2005-03-12 11:56:14

by Junfeng Yang

[permalink] [raw]
Subject: [CHECKER] inconsistent NFS stat cache (NFS on ext3, 2.6.11)


Hi,

We checked NFS on top of ext3 using FiSC (our file system model checker)
and found a case where NFS stat cache can contain inconsistent entries.

Basically, to trigger this inconsistency, just do the following steps:
1. create a file A1, write a few bytes to it, so A1 is 4 words
2. create a hard link A2, pointing to A1
3. stat on A2. A2's size is 4 words
4. truncate A1 to a larger size, write a few bytes at the end. now it's
1031 words.
5. stat on A2. it's size is still 4 words, which should be 1031 words

We have a test case to re-create this warning. You can download it at
http://fisc.stanford.edu/bug16/crash.c. It includes some sudo commands
to mount nfs partitions, which you might want to change according to your
local settings.

cat /etc/exports shows:
/mnt/sbd0-export localhost(rw,sync)
/mnt/sbd1-export localhost(rw,sync)

Let me know if you have any problems reproducing the warning. We'd
appreciate any confirmations/clarifications.

-Junfeng



-------------------------------------------------------
SF email is sponsored by - The IT Product Guide
Read honest & candid reviews on hundreds of IT Products from real users.
Discover which products truly live up to the hype. Start reading now.
http://ads.osdn.com/?ad_id=6595&alloc_id=14396&op=click


2005-03-13 05:04:27

by Trond Myklebust

[permalink] [raw]
Subject: Re: [CHECKER] inconsistent NFS stat cache (NFS on ext3, 2.6.11)

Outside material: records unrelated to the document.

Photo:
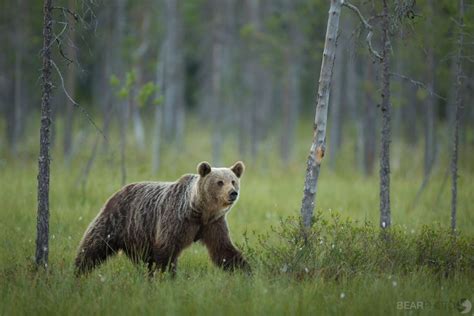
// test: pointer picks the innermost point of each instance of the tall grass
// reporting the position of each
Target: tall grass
(354, 277)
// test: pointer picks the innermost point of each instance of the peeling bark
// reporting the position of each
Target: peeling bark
(318, 144)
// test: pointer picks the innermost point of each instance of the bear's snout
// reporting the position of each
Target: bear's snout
(233, 195)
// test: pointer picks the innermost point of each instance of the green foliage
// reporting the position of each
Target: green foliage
(145, 92)
(337, 248)
(353, 278)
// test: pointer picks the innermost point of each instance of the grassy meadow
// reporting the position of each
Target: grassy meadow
(270, 192)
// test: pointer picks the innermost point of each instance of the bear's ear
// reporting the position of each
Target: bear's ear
(238, 168)
(204, 168)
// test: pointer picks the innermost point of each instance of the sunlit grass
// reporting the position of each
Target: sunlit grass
(270, 191)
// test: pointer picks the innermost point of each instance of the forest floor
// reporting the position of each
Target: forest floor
(270, 191)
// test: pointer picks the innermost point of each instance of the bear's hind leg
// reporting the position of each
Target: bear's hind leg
(165, 259)
(93, 251)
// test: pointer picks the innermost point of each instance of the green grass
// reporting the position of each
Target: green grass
(270, 191)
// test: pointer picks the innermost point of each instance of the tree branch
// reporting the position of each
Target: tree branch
(67, 10)
(367, 26)
(81, 108)
(418, 84)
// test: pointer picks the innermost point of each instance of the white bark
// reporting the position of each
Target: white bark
(318, 145)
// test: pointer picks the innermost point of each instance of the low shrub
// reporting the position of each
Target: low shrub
(340, 248)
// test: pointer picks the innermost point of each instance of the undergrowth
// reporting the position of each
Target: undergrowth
(337, 248)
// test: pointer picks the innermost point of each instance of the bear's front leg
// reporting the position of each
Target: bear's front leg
(223, 253)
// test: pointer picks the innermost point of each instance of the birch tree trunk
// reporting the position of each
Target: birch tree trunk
(385, 217)
(70, 87)
(174, 93)
(336, 103)
(42, 226)
(218, 32)
(457, 117)
(318, 145)
(430, 139)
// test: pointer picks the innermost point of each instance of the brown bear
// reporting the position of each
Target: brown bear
(153, 222)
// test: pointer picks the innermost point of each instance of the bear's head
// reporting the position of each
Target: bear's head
(218, 188)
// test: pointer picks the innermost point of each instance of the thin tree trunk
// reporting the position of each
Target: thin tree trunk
(336, 101)
(369, 123)
(459, 79)
(70, 87)
(18, 85)
(156, 145)
(42, 226)
(123, 105)
(385, 217)
(430, 104)
(173, 107)
(318, 146)
(216, 78)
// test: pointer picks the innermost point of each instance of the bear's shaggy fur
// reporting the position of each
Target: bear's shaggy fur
(154, 221)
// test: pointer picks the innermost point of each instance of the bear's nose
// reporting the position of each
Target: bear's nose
(233, 195)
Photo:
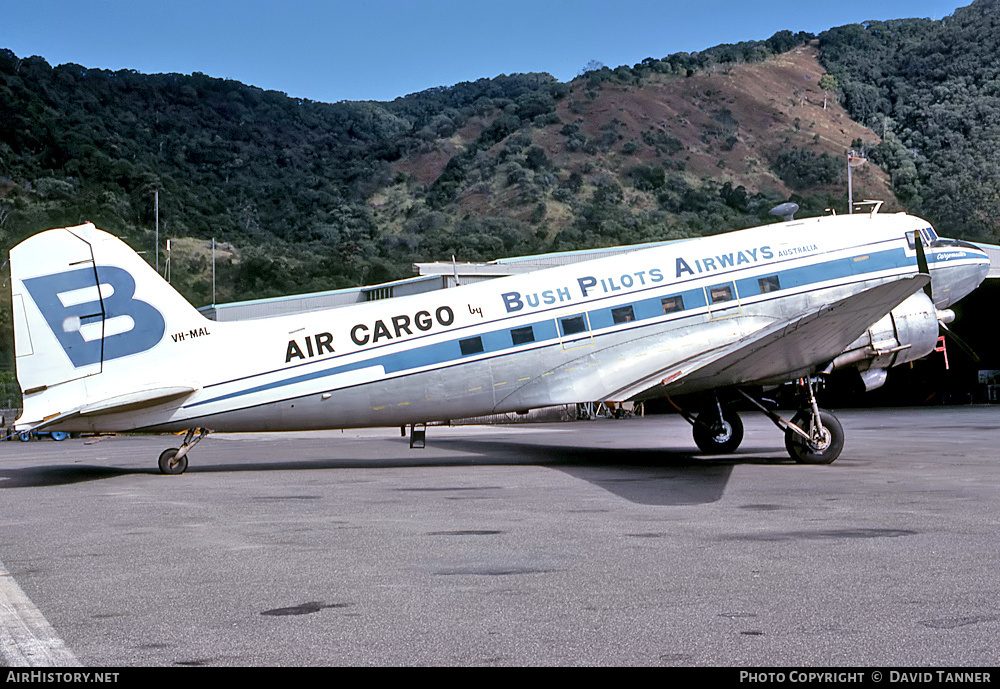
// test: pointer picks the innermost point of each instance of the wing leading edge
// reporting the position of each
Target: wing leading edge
(783, 351)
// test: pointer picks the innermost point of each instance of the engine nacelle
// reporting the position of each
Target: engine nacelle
(907, 333)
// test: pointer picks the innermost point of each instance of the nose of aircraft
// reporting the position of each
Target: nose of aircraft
(963, 269)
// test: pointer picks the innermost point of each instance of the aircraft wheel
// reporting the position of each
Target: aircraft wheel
(824, 448)
(714, 438)
(168, 465)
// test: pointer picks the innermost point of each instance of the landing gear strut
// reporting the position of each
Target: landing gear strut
(814, 435)
(718, 431)
(174, 460)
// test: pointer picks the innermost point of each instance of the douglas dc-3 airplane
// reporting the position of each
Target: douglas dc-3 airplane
(104, 344)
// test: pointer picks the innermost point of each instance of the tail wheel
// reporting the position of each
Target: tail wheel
(826, 440)
(718, 436)
(170, 465)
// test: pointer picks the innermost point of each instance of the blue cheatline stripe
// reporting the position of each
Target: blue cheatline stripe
(500, 340)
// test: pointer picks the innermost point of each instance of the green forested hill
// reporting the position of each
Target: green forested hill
(933, 88)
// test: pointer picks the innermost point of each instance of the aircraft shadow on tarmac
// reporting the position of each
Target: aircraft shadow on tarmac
(670, 476)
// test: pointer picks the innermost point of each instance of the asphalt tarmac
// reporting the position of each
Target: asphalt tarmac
(585, 543)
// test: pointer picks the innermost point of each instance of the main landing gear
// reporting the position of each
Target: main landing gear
(174, 460)
(813, 436)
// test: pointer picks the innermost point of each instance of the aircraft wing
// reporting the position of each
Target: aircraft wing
(784, 350)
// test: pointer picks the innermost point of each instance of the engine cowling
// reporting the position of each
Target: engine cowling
(907, 333)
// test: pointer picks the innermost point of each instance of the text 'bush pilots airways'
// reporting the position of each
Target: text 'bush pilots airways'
(104, 344)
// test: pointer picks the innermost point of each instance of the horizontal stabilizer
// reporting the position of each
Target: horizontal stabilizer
(136, 400)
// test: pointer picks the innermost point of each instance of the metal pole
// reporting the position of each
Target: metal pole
(156, 212)
(850, 187)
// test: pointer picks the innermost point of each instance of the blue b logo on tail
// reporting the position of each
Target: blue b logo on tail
(80, 316)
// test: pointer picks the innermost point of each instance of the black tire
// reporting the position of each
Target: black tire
(170, 466)
(826, 450)
(715, 439)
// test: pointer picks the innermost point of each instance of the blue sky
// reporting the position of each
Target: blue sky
(380, 49)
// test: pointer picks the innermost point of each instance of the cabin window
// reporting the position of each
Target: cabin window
(672, 304)
(474, 345)
(378, 293)
(522, 335)
(573, 325)
(623, 314)
(721, 293)
(769, 284)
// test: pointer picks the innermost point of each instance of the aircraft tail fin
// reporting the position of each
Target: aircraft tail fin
(91, 323)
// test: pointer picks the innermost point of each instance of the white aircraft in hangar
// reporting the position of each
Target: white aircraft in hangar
(102, 343)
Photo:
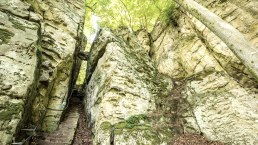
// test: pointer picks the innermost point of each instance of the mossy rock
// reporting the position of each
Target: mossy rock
(5, 36)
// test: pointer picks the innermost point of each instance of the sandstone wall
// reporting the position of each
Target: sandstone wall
(38, 40)
(220, 95)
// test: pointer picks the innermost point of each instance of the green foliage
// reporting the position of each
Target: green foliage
(135, 14)
(170, 14)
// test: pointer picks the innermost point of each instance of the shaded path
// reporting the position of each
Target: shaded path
(72, 130)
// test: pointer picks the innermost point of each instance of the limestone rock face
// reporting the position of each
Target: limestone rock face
(38, 41)
(18, 68)
(122, 87)
(220, 94)
(61, 30)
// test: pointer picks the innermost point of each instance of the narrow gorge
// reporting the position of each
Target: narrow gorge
(174, 82)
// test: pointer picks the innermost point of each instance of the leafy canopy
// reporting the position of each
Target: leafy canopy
(135, 14)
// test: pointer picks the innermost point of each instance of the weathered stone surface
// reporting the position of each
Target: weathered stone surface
(38, 40)
(222, 109)
(122, 87)
(220, 95)
(61, 30)
(18, 69)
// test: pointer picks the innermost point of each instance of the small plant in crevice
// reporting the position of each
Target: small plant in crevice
(170, 15)
(171, 108)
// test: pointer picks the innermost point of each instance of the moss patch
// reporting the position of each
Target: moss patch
(9, 110)
(5, 36)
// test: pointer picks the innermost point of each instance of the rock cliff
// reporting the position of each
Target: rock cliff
(140, 87)
(219, 94)
(122, 89)
(38, 43)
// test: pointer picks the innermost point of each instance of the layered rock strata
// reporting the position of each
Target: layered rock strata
(122, 88)
(219, 95)
(38, 40)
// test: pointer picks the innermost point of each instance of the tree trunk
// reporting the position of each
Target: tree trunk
(238, 44)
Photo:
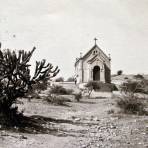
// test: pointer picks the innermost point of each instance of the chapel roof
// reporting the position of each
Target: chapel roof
(88, 53)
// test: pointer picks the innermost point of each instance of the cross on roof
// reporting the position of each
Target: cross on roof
(95, 40)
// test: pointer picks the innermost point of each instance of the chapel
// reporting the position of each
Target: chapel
(95, 65)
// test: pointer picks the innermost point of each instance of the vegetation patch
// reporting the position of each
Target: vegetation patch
(132, 105)
(58, 89)
(57, 100)
(78, 96)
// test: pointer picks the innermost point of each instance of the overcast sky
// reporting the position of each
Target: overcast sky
(61, 29)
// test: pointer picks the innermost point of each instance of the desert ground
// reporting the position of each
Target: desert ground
(93, 122)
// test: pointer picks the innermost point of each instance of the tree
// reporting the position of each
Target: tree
(16, 80)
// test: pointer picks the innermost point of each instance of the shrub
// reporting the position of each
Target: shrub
(139, 76)
(16, 80)
(58, 89)
(119, 72)
(131, 105)
(78, 96)
(60, 79)
(57, 100)
(132, 87)
(70, 79)
(92, 85)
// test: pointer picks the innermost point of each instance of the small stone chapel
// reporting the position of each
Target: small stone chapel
(95, 65)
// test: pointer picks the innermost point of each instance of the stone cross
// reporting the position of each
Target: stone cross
(95, 40)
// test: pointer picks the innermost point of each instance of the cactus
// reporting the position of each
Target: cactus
(15, 77)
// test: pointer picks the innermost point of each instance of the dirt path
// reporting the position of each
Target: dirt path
(81, 125)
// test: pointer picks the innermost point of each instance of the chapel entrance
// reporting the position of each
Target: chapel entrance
(96, 73)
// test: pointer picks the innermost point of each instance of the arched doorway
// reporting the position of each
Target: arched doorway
(96, 73)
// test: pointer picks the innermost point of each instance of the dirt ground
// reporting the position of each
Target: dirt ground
(90, 123)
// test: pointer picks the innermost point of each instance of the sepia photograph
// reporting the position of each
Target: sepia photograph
(73, 73)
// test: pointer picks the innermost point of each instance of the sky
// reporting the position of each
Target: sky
(61, 29)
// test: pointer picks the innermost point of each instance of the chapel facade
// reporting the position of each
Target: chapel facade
(95, 65)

lau den 12.03.2005 Klokka 03:56 (-0800) skreiv Junfeng Yang:
> Hi,
>
> We checked NFS on top of ext3 using FiSC (our file system model checker)
> and found a case where NFS stat cache can contain inconsistent entries.
>
> Basically, to trigger this inconsistency, just do the following steps:
> 1. create a file A1, write a few bytes to it, so A1 is 4 words
> 2. create a hard link A2, pointing to A1
> 3. stat on A2. A2's size is 4 words
> 4. truncate A1 to a larger size, write a few bytes at the end. now it's
> 1031 words.
> 5. stat on A2. it's size is still 4 words, which should be 1031 words
>
> We have a test case to re-create this warning. You can download it at
> http://fisc.stanford.edu/bug16/crash.c. It includes some sudo commands
> to mount nfs partitions, which you might want to change according to your
> local settings.
>
> cat /etc/exports shows:
> /mnt/sbd0-export localhost(rw,sync)
> /mnt/sbd1-export localhost(rw,sync)
>
> Let me know if you have any problems reproducing the warning. We'd
> appreciate any confirmations/clarifications.
>

This is a known problem. Turn off the (default - grrr) subtree checking
export option on the server, and it will all work properly. The subtree
checking option violates the NFS standards for filehandle generation in
so many ways, that it isn't even funny.

Cheers,
Trond

--
Trond Myklebust <[email protected]>



-------------------------------------------------------
SF email is sponsored by - The IT Product Guide
Read honest & candid reviews on hundreds of IT Products from real users.
Discover which products truly live up to the hype. Start reading now.
http://ads.osdn.com/?ad_id=6595&alloc_id=14396&op=click
_______________________________________________
NFS maillist - [email protected]
https://lists.sourceforge.net/lists/listinfo/nfs

2005-03-13 06:16:34

by Junfeng Yang

[permalink] [raw]
Subject: Re: [CHECKER] inconsistent NFS stat cache (NFS on ext3, 2.6.11)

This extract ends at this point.